A morir iré con los dones de la vida. Resuelto y manso, inocente, con entera voluntad, con resuelta quietud. Apero no tendré, ni memoria. Seré la memoria ajena, tendré quien cuente conmigo, y nombre mi paso por los días en los que fui hombre y enfermé de fe en el amor que di y en el que me dieron. No hay muerte que duela más que la de la niebla con la que nos recuerden. Uno querría morir sin ruido, desvanecerse como el viento tras mecer la copa de un árbol o la frágil cima de un risco. Morir sin que fatigue ni duela. La muerte es esa piedra que duerme en la garganta, cito un poema, lo recito. Yo entraré en la noche ciega, abrazaré la claridad sin brújula, seré el sueño de alguien, estaré en la vigilia de otros. Sólo muere quien no vive. La luz será la luz y la lluvia, lluvia.

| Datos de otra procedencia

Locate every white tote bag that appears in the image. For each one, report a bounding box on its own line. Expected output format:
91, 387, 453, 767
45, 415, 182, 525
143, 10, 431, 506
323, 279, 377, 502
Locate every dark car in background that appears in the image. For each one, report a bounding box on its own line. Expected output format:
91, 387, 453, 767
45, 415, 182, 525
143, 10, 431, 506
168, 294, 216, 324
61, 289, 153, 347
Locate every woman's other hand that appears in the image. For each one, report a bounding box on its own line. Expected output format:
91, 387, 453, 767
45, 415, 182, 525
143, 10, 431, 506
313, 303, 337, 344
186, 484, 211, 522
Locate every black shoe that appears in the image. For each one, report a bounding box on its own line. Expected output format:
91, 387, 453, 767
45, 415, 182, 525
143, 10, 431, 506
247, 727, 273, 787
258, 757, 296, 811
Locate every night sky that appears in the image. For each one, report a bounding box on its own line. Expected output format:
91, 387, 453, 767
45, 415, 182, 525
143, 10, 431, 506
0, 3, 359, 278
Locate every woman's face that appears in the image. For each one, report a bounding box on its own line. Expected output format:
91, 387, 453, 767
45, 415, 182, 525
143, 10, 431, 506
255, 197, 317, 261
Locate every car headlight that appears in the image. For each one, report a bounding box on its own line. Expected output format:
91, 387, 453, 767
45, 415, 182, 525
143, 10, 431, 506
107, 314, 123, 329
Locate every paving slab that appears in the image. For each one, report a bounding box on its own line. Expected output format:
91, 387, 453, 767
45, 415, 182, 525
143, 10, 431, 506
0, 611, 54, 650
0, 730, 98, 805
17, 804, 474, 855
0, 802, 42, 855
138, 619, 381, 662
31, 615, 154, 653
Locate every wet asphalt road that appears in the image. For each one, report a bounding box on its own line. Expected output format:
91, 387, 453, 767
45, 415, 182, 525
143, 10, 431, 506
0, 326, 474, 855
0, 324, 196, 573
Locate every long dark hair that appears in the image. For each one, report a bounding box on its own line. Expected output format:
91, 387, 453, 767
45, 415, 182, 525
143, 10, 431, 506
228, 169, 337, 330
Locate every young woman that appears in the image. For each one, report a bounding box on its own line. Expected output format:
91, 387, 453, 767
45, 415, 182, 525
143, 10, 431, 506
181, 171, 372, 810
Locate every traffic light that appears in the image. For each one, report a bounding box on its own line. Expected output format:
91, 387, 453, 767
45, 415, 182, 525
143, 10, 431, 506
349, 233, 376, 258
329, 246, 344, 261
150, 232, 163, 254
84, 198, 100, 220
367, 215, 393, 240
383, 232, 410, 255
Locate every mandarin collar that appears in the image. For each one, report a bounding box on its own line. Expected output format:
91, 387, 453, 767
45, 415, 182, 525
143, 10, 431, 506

Cuando no esté, veré lo que no he visto.  No serán míos los ojos, ni las manos que acaricien en la honda noche serán mis manos, pero alguien las traerá de vuelta, las hará tangibles y delicadas y fuertes de nuevo. No moriré. No existe la muerte. Fiebre, insomnio y vértigo es la vida, caudal y esperanza, festín de la sangre al ocupar la opulencia del cuerpo.   Todas las vidas felices se parecen unas a otras, pero cada vida infeliz lo es a su manera. Se puede leer a la reversa. A morir se viene sin discusión ni prórroga. Los días sirven para que se crucen: valles, ciudades, montañas, ríos, océanos. Larkin resolvía la cuestión de la muerte echando mano del médico y del cura vestidos con sus largos abrigos, con prisa, recorriendo los campos. Vendrá la muerte y reconoceré sus ojos, escribió el postrero y suicida Pavese. Se muere uno a velocidad variable, corrijo al bueno y atormentado Quijote. No pediré confesor que eleve mi quebranto ni escribano que cincele mi testamentario aliento. Mientras que el azar o las oscuras leyes del tiempo aplazan mi finiquito, contemplo el fulgor del cielo, trasiego con las palabras que lo festejan, conformo a mi alma y fatigo mi pasajero cuerpo. Ahora acabo de agasajarlo con un chuletón de sublime buey. Sabrán disculpar esta debilidad.

No hay comentarios:

De un fulgor sublime

Pesar  la lluvia, su resurrección  de agua, es oficio es de poetas. Un poeta manuscribe versos hasta que él entero es poesía y cancela la co...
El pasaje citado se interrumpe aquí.